LOSAIL – Adesso Aleix Espargarò comincia a fare paura. Ci stiamo tutti basando sulle prestazioni del venerdì (l'ultima serata di prove, prevista domani, potrebbe anche stravolgere la situazione) ma tra i top team sta maturando la convinzione che lo spagnolo possa puntare al bersaglio grosso. Ci sono molti piloti che stanno esibendo prestazioni simili ma Aleix (che è stato il più veloce con 1'54"773) è nettamente più rapido degli altri. La frase più importante è quella di Valentino Rossi, e basta per tutti: «Aleix sta guidando benissimo, va forte sia con la gomma morbida che con la dura. Lo vedo come il favorito: penso che sia in grado di vincere la gara».
Le Open stanno andando forte: alle spalle di Espargarò c'è Andrea Iannone (1'55"186), che è stato anche il più veloce dei "ducatisti": «Fino al secondo turno non ero riuscito a sfruttare bene la gomma morbida, finalmente nell'ultimo turno ci sono riuscito – ha detto l'abruzzese – . Questa moto ha ben poco a che vedere con iella dello accorso anno, è molto più guidabile. Con la gomma "dura" ho fatto 8 giri sul passo del 56'0- 56'1 e questo è molto positivo».

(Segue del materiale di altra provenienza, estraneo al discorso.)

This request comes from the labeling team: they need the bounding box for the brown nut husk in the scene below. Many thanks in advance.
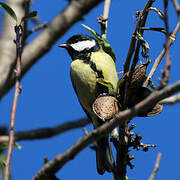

Va forte anche Andrea Dovizioso, che ha il quarto tempo (1'55"250) ma è molto vicino ad Alvaro Bautista (1'55"186) che è stato l'unico pilota Factory in grado di inserirsi tra i sorprendenti piloti della Open. E lui lo ha sottolineato con orgoglio: «Per il momento sono il più veloce con le gomme a mescola media, cioè il migliore dei piloti (quelli della Open) che non usano la "extrasoft" – ha detto Alvaro – . In più il mio feeling con la moto è migliorato ancora, rispetto ai test. Bisogna lavorare ancora sul passo, quindi con le gomme usate, e dobbiamo sfruttare bene il turno di domani sera».
Stanno deludendo i big: Marquez gira in 1'55"446 (quinto tempo), Jorge Lorenzo (polemico e pessimista per la gara, a causa dei problemi con la gomma Bridgestone che ha già riscontrato nei test invernali a Sepang) è settimo con 1'55"495, Stefan Bradl è ottavo (1'55"676), Valentino Rossi è nono (1'55"702), Dani Pedrosa è decimo (1'55"754).
I distacchi sono ridottissimi, quindi Valentino ha ragione quando dice che è difficile capire quali sono i veri valori in campo: «Da tanti anni non mi capitava di trovare questa condizione: è veramente difficile capire come andrà a finire questa gara. Siamo circa dieci piloti in grado di andare sul podio. C'è Aleix Espargarò che è un po' sopra tutti, poi c'è Bautista che ha qualcosina in più di me, Pedrosa, Marquez, Lorenzo, Bradl. vedremo domani sera, dopo l'ultimo turno di prove, quale sarà la situazione. Per adesso ho risolto il primo problema – guadagnare la top ten, per poter entrare nella Q1 domani sera – però non sono soddisfatto del mio giro singolo: devo migliorare di 2-3 decimi».
Il pesarese ha parlato della superiorità delle Open: «Le Open possono usare delle regolazioni basate sull'uso di 24 litri di benzina, ma va anche detto che noi (con le moto Factory) durante le prove usiamo regolazioni non basate sui 20 litri e quindi Aleix sta guidando benissimo: va forte sia con la gomma morbida che con la dura».
Jorge Lorenzo, piuttosto agitato, ha detto «Le Open hanno troppi vantaggi» e Valentino ha aggiunto: «Hanno (la Dorna) fatto in modo di svatntaggiarci al punto che hanno esagerato!».
Per domani sera sono previste l'ultimo turno di prove e molte altre discussioni.